After securing $950 million in capital from investors, the company now has 38 spots across New York, New Jersey, Rhode Island, Connecticut and Pennsylvania — and 15 more in the works. By the end of 2025, Lore has said he expects Wonder to have 90 locations.
To support its planned expansion efforts, Wonder acquired on-demand delivery platform Grubhub in a deal worth $650 million. The transaction – completed in early January – provides Wonder with a nationwide network of restaurants and delivery people.
Wonder – which has its R&D facility in Parsippany – also teamed up with Texas food-as-a-service company FreshRealm to scale production. Under the 20-year-agreement, FreshRealm, which makes fresh meals for grocery retailers and meal kit providers, will help Wonder reduce costs by producing food in bigger batches and buying ingredients at a larger scale.
A drug discovery company that spun out of Rutgers University, Zena Therapeutics is focused on designing and developing effective mental health and addiction therapeutics to prevent overdose fatalities and improve outcomes.
Co-founded by Eileen Carry and Ariane Vasilatis, Zena is based on an innovation developed at Rutgers – a novel compound that does not increase the risk of overdose if taken with other central nervous system depressing substances, such as opioids and alcohol.

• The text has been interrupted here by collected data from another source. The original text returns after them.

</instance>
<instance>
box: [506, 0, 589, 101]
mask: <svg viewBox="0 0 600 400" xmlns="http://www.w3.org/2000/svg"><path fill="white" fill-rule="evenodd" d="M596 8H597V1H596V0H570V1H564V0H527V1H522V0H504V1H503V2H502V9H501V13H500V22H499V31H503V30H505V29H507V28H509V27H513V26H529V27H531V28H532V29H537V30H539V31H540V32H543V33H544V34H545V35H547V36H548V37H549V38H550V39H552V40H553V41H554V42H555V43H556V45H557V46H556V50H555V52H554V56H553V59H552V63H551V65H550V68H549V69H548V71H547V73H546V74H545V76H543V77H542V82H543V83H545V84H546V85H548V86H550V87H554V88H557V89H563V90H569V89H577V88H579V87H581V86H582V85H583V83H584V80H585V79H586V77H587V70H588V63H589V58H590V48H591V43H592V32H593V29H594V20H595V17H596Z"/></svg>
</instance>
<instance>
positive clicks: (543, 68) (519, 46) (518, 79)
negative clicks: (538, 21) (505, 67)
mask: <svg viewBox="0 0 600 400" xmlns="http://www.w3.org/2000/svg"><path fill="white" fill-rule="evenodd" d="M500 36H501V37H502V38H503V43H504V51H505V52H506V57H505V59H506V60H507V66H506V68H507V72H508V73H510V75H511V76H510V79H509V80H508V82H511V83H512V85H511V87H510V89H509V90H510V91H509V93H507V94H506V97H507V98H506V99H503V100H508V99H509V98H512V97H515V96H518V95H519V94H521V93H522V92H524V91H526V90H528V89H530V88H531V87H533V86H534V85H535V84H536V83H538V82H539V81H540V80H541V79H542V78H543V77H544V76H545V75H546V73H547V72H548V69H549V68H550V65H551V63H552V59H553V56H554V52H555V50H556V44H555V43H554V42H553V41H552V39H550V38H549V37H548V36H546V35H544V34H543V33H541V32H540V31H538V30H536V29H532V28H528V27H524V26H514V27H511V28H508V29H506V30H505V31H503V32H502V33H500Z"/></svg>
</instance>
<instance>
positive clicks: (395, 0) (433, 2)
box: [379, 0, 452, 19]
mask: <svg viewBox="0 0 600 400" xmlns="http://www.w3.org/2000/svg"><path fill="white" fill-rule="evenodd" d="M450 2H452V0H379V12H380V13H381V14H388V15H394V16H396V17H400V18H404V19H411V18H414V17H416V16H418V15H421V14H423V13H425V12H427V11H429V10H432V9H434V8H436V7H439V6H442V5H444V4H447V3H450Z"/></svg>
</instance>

The Incubator at North Brunswick resident has so far received backing from sources including the New Jersey Economic Development Authority, the National Science Foundation, the National Institutes of Health and Rutgers. Foundation Venture Capital Group LLC, the investment arm of New Jersey Health Foundation, has also provided $1 million in seed funding.
Vasilatis, who earned her doctoral degree in plant science in 2021 from Rutgers School of Environmental and Biological Sciences, serves as CEO, while Carry, who graduated with her doctoral degree from the Ernest Mario School of Pharmacy’s Department of Medicinal Chemistry in 2021, is the company’s chief scientific officer.
Zena – which is named after the Slavic word for “woman” – is now working to move its compounds to clinical trials.